Rheinische Post Duesseldorf Meerbusch
Theresa Mays letzter Versuch
Die britische Premierministerin wirbt vergeblich für ihren Brexit-Deal. Heute stimmt das Unterhaus ab. Auch viele Konservative versagen dem mit der EU ausgehandelten Vertrag die Zustimmung.
LONDON Es ergab Sinn, dass Theresa May als Ort ihrer Rede eine Fabrik in Stoke-on-Trent wählte, einer Stadt, in der 69,4 Prozent der Menschen 2016 im Referendum für den EU-Austritt gestimmt hatten. Einige Abgeordnete, sagte die Premierministerin am Montagmittag, würden alles daran setzen, „den Brexit zu verzögern oder gar zu verhindern“. Am Dienstagabend wird das Unterhaus in einer historischen Abstimmung über den Deal befinden, den May mit Brüssel ausgehandelt hat.
Sollte er abgelehnt werden, warnte May, würde das einen Exit vom Brexit wahrscheinlicher machen als einen ungeregelten Austritt, ein sogenanntes No-Deal-Szenario. Wenn der Brexit nicht stattfinde, warnte May, würde das „Vertrauen der Bürger in den demokratischen Prozess und in ihre Politiker einen katastrophalen Schaden erleiden“. Am Nachmittag sagte sie im Parlament, ein Brexit ohne Abkommen hingegen berge das Risiko, dass das Land auseinanderbreche – denn dann würden die Befürworter einer schottischen Unabhängigkeit und eines Zusammenschlusses von Nordirland und Irland gestärkt.
Die dramatischen Worte waren an jene Volksvertreter gerichtet, die May noch umzustimmen versucht. Bisher sind etwa ein halbes Dutzend Abgeordnete der Konservativen und vielleicht noch einmal so viele Angehörige der Opposition bereit, ihren Widerstand gegen Mays Brexit-Deal aufzugeben. Aber das wird bei Weitem nicht reichen. Zu viele Mitglieder ihrer eigenen Regierungsfraktion haben öffentlich angekündigt, den Deal niederzustimmen. Die Frage ist nicht, ob der Austrittsvertrag abgelehnt, sondern wie deutlich die Niederlage ausfallen wird.

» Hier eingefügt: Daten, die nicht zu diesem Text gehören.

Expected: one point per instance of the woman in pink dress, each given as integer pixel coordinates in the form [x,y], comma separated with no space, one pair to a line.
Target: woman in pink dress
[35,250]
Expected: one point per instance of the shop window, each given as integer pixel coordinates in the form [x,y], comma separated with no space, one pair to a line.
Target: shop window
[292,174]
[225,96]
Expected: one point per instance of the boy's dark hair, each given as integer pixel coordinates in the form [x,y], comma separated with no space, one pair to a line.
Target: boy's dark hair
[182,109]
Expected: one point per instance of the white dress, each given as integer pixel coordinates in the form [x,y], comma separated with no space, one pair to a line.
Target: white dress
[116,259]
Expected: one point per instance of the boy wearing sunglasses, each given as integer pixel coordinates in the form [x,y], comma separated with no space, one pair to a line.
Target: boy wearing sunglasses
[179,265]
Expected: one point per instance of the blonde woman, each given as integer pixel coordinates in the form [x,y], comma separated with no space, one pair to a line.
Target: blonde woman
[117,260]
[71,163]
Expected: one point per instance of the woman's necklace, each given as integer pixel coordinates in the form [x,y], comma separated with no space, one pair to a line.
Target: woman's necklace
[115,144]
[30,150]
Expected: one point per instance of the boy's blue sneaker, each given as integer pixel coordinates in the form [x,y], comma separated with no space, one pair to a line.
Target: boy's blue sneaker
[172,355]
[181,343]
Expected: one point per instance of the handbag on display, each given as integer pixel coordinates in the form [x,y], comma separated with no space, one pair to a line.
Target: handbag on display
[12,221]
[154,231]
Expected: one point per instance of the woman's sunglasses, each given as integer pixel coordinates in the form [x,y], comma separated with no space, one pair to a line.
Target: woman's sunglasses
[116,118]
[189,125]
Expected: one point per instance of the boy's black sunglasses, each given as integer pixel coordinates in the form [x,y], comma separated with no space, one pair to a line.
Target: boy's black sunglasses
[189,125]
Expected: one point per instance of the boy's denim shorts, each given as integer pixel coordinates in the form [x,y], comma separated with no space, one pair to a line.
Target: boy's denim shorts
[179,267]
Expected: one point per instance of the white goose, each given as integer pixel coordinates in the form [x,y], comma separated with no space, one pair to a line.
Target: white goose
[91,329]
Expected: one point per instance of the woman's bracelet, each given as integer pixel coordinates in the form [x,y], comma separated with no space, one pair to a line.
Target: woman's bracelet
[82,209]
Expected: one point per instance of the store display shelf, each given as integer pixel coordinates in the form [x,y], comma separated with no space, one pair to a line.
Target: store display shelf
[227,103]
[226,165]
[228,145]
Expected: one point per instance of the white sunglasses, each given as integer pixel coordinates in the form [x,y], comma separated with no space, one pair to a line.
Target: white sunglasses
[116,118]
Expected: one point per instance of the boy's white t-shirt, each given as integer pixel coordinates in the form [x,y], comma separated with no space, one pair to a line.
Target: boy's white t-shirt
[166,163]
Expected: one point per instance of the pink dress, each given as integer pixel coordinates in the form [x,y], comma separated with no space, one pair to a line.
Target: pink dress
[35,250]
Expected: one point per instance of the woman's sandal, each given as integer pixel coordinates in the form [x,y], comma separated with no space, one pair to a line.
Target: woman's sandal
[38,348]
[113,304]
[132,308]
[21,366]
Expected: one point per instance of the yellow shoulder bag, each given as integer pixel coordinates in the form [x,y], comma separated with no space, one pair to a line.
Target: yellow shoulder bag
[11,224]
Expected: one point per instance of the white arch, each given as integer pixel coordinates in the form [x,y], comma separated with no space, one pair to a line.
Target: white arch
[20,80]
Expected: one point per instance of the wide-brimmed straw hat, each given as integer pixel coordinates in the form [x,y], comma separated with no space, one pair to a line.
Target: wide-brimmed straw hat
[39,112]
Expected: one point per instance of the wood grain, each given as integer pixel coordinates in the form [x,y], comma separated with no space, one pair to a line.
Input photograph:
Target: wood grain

Auch die Schützenhilfe, die May von Brüssel erbeten hat, wird daran kaum etwas ändern können. Die Präsidenten der EU-Kommission und des Europäischen Rates, Jean-Claude Juncker und Donald Tusk, haben am Montag einen gemeinsamen Brief an die Premierministerin geschrieben, in dem sie versuchten, Bedenken gegen den Deal auszuräumen. Knackpunkt ist der sogenannte irische Backstop, der eine harte Grenze auf der irischen Insel verhindern soll. Diese Auffanglösung sieht vor, dass ganz Großbritannien in der Zollunion bleibt. Sie soll aber, so die beiden Präsidenten, möglichst nicht aktiviert werden und wenn doch, dann nur „vorübergehend“gelten. Das wird die Hardliner nicht überzeugen können.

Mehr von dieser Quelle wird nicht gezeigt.